Overdose of paracetamol can lead to liver failure, encephalopathy, liver transplantation, coma and death.
Symptoms of paracetamol overdose in the first 24 hours:
pale skin, nausea, vomiting, anorexia, convulsions. Abdominal pain may be the first sign of liver damage and usually does not appear for 24-48 hours and can sometimes appear later, after 4-6 days. Liver damage occurs to its maximum extent on average 72-96 hours after taking the drug. Impaired glucose metabolism and metabolic acidosis may also occur. Even in the absence of liver damage, acute renal failure and acute tubular necrosis can develop. Cases of cardiac arrhythmia and acute pancreatitis have been reported, usually with liver dysfunction and liver toxicity.
Treatment
In case of overdose, immediate medical intervention is required even in the absence of overdose symptoms.
Administration of acetylcysteine intravenously or orally as an antidote, gastric lavage, and oral methionine may have a beneficial effect for at least 48 hours after an overdose.
It is recommended to take activated carbon and monitor breathing and circulation. If seizures develop, diazepam may be prescribed.

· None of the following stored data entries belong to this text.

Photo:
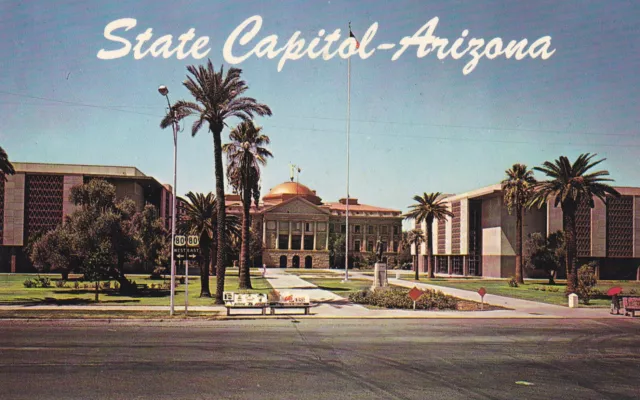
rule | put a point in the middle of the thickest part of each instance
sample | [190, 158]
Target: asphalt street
[322, 359]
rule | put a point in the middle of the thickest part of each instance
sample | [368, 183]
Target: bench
[288, 301]
[631, 304]
[239, 301]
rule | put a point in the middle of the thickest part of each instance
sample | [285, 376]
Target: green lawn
[12, 291]
[527, 292]
[340, 288]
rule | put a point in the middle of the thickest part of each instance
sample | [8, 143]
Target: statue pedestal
[380, 276]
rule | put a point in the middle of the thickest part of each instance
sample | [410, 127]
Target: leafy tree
[570, 185]
[416, 237]
[428, 207]
[218, 97]
[518, 190]
[246, 154]
[546, 254]
[6, 168]
[337, 249]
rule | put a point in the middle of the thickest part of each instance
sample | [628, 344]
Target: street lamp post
[165, 92]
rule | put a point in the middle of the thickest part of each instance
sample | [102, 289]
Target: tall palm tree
[570, 185]
[416, 237]
[245, 155]
[201, 219]
[6, 168]
[218, 96]
[518, 189]
[428, 207]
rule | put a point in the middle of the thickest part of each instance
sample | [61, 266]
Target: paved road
[321, 359]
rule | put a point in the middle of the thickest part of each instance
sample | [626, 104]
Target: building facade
[36, 199]
[296, 226]
[480, 238]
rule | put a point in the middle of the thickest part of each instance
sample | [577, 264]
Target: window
[308, 242]
[296, 242]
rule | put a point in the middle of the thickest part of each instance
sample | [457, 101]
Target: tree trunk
[416, 265]
[244, 272]
[519, 272]
[204, 273]
[569, 227]
[430, 272]
[220, 204]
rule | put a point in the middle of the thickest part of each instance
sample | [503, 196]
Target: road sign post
[186, 248]
[482, 291]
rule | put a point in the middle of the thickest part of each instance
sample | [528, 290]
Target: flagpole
[346, 244]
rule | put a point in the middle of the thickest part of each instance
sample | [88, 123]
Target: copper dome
[287, 190]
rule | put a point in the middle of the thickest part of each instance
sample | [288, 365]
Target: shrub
[586, 283]
[399, 298]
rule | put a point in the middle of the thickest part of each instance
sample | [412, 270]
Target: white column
[315, 234]
[264, 231]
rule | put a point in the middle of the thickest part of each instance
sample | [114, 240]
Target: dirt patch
[466, 305]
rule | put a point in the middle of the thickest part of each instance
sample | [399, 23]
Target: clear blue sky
[417, 124]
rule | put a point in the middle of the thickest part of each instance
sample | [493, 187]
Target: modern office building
[480, 238]
[295, 226]
[36, 199]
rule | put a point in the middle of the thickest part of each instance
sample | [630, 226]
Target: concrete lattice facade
[36, 198]
[608, 233]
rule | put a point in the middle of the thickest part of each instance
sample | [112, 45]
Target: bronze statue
[379, 250]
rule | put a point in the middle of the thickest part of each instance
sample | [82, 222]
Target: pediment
[297, 205]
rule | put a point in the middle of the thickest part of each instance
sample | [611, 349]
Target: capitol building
[295, 226]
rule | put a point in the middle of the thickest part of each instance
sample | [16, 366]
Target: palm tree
[245, 155]
[518, 189]
[6, 168]
[416, 237]
[570, 185]
[218, 96]
[201, 219]
[428, 208]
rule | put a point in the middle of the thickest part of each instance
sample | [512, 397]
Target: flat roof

Pheniramine and phenylephrine
(overdose symptoms for pheniramine and phenylephrine are combined due to the risk of mutual potentiation of the parasympatholytic effect of pheniramine and the sympathomimetic effect of phenylephrine in case of drug overdose).
Symptoms and signs
Drowsiness, which is later joined by anxiety (especially in children), visual disturbances, irritability, rash, nausea, vomiting, headache, increased excitability, dizziness, insomnia, circulatory disorders, coma, convulsions, behavioral changes, disturbances of consciousness, hallucinations, increased or decreased blood pressure, arrhythmia and bradycardia.
Cases of atropine-like “psychosis” have been reported in cases of pheniramine overdose.
Treatment
There is no specific antidote.
The usual measures of assistance are necessary, including the administration of activated charcoal, saline laxatives, and measures to support cardiac and respiratory functions. Psychostimulants (methylphenidate) should not be prescribed due to the risk of seizures. For hypotension, vasopressor drugs may be used.
In case of increased blood pressure, intravenous administration of alpha-blockers (for example, phentolamine) is possible, because Phenylephrine is a selective alpha1-adrenergic receptor agonist; therefore, the hypertensive effect of phenylephrine overdose should be treated by blocking alpha1-adrenergic receptors. If seizures develop, use diazepam.
Ascorbic acid
High doses of ascorbic acid (> 3000 mg) may cause transient osmotic diarrhea and gastrointestinal disturbances such as nausea and abdominal discomfort. The effects of ascorbic acid overdose can be attributed to the serious hepatotoxicity caused by paracetamol overdose.